それくらいは当然やるつもりだし、寧ろ全部施しあげるよと言われてもお断りだ。
現代の負担になるつもりはない。
ダンジョンの情報も僕が把握しているものと、50年で調べて確かめられたことは大きく差がある筈。
これを学んでからじゃないと、ダンジョンに潜る気は無いかなぁ。
……ていうか、有馬くんや迷宮省のお偉いさんを安心させるためにそうした方がいい。
ただでさえ僕を繋ぎ止めるものがないという理由で霞ちゃんと同じ部屋に突っ込んで、あわよくば深く結ばれればと思ってしまうくらい僕は信用されていないのだ。いや、信用はされてる。ただそれはそれとして『勝手に消えそう』だと思われてるんだ。

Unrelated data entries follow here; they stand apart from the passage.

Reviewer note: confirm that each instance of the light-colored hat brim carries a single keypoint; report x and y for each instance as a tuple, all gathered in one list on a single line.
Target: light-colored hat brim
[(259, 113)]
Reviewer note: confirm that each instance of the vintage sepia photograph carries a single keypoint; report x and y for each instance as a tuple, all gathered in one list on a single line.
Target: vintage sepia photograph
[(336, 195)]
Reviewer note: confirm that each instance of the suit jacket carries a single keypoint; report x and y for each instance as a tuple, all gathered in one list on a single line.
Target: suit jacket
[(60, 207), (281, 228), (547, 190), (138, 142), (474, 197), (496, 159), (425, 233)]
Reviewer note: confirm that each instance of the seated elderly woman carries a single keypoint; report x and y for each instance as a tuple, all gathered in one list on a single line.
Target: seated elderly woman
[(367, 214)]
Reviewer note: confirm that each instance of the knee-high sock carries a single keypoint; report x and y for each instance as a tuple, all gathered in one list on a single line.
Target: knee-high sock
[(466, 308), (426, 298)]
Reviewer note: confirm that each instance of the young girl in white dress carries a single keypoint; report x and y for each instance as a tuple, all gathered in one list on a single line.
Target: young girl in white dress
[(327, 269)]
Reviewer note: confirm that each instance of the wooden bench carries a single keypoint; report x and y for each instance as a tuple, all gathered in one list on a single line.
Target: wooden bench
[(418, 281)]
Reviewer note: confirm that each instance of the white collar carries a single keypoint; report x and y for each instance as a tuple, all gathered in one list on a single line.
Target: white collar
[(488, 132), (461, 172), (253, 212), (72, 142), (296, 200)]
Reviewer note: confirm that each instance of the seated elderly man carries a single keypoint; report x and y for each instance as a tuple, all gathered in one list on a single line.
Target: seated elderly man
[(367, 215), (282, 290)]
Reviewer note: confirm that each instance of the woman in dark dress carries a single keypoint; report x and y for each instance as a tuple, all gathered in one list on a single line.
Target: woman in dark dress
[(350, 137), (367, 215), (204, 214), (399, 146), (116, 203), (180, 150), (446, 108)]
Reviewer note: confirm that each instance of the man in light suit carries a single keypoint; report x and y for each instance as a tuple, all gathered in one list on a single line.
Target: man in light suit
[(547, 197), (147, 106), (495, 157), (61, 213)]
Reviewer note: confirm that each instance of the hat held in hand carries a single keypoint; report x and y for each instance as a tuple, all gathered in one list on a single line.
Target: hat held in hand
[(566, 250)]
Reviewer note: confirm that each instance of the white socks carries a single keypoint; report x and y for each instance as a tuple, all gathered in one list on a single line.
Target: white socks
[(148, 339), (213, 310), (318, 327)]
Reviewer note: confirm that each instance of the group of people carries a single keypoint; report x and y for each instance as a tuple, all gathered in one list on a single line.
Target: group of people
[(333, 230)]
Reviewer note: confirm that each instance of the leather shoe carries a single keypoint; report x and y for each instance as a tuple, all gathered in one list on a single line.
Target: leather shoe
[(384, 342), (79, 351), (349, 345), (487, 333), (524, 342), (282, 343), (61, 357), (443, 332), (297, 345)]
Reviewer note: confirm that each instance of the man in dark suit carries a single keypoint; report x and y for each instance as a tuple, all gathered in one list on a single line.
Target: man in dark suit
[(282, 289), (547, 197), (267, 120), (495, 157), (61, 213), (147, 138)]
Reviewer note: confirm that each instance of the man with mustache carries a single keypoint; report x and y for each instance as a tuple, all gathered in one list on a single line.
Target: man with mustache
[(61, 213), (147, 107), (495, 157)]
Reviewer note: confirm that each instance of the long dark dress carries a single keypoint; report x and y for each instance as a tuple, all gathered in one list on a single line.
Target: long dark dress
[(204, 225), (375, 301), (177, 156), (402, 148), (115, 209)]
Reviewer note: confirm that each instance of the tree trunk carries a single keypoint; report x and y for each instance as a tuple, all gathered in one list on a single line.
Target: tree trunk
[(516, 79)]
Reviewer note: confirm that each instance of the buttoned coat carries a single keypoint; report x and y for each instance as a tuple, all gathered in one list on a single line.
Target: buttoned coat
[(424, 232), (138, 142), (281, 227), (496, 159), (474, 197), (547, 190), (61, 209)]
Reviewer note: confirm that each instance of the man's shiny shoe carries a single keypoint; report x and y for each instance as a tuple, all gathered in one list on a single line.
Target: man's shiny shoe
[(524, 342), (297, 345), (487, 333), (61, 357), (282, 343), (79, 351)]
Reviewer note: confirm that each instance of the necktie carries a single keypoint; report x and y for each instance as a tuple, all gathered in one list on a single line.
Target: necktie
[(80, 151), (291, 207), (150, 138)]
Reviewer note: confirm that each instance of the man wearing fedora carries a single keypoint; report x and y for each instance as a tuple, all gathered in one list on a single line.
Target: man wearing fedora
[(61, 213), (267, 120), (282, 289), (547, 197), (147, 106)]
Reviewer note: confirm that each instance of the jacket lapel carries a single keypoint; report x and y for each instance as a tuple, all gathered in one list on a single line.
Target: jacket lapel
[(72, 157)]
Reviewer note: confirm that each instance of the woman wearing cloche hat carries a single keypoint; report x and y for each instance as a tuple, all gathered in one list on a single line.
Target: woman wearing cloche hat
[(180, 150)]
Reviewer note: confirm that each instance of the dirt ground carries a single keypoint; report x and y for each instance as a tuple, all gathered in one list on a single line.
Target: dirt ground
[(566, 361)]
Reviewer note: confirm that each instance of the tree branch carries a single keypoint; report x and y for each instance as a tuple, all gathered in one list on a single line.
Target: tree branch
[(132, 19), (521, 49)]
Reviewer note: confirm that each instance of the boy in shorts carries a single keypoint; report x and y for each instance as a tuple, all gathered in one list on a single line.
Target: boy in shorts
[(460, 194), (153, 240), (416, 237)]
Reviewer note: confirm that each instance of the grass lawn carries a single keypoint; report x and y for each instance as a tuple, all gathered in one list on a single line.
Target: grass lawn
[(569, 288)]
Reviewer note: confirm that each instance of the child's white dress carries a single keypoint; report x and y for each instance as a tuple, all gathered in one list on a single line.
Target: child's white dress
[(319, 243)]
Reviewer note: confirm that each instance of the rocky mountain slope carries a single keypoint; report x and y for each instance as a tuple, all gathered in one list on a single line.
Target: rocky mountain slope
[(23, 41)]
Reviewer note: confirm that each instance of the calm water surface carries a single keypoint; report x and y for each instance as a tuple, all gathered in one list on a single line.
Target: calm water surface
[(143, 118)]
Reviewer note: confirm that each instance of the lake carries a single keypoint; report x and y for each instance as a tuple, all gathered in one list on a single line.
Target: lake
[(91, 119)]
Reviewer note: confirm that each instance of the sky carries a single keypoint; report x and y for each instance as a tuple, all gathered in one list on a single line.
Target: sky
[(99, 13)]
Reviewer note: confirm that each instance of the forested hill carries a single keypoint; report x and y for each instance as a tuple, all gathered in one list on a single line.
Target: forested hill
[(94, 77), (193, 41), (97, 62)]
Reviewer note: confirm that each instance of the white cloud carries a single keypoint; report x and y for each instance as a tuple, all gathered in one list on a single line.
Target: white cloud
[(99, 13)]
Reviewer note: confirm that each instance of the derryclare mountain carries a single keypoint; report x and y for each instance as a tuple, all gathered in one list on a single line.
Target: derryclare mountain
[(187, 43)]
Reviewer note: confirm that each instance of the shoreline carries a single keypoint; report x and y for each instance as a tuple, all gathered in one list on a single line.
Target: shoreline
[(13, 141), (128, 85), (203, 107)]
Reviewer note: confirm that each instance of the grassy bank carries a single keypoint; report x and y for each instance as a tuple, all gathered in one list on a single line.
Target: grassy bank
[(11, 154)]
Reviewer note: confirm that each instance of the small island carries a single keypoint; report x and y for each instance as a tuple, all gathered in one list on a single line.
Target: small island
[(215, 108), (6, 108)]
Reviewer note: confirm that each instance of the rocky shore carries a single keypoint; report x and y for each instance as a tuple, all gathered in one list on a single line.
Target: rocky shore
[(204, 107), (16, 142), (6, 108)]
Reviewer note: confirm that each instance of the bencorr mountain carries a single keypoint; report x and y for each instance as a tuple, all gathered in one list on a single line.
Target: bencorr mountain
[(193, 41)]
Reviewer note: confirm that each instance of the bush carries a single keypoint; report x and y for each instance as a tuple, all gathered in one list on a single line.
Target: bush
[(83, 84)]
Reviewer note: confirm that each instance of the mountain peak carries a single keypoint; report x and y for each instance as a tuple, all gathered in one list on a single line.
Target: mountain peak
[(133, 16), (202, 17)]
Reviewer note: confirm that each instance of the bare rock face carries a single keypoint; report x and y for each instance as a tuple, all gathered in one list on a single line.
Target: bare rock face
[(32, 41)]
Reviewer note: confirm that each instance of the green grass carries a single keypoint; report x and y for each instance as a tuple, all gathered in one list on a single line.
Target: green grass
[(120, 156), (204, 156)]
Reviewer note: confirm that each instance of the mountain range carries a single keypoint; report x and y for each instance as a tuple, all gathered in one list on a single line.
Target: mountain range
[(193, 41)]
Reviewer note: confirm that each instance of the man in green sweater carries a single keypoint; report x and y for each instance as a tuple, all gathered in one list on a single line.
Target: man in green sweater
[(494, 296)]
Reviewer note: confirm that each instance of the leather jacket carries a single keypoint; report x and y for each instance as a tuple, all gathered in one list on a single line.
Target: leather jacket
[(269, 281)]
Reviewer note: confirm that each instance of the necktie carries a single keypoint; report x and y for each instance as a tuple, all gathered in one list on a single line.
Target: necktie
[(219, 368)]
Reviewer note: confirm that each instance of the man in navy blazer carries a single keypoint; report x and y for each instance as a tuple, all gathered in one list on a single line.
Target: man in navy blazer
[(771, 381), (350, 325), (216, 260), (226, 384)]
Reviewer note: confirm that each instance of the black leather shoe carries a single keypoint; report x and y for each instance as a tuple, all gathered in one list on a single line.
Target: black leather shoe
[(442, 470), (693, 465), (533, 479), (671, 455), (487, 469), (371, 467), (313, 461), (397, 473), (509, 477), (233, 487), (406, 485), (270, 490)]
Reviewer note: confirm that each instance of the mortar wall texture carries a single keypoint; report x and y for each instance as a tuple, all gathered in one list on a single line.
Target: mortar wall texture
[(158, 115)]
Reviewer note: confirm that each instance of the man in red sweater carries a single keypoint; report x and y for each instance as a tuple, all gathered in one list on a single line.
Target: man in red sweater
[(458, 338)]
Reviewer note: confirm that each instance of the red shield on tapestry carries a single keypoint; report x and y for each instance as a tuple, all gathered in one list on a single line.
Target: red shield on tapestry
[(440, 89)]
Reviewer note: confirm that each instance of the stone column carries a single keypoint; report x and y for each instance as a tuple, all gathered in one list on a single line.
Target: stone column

そうじゃないんだと、現代に地に足付ける気があると安心させないとね。
「問題はお金の稼ぎ方か……」
やっぱり暫くはアルバイトかな。
今の世でもアルバイトってあるのか……?
朝街を見下ろして観察した感じ、学生は結構多かった。
人口のピラミッドは綺麗に△になってるんだと思う。一番上が一番少ないのは当たり前なので、恐らくそれで間違いない。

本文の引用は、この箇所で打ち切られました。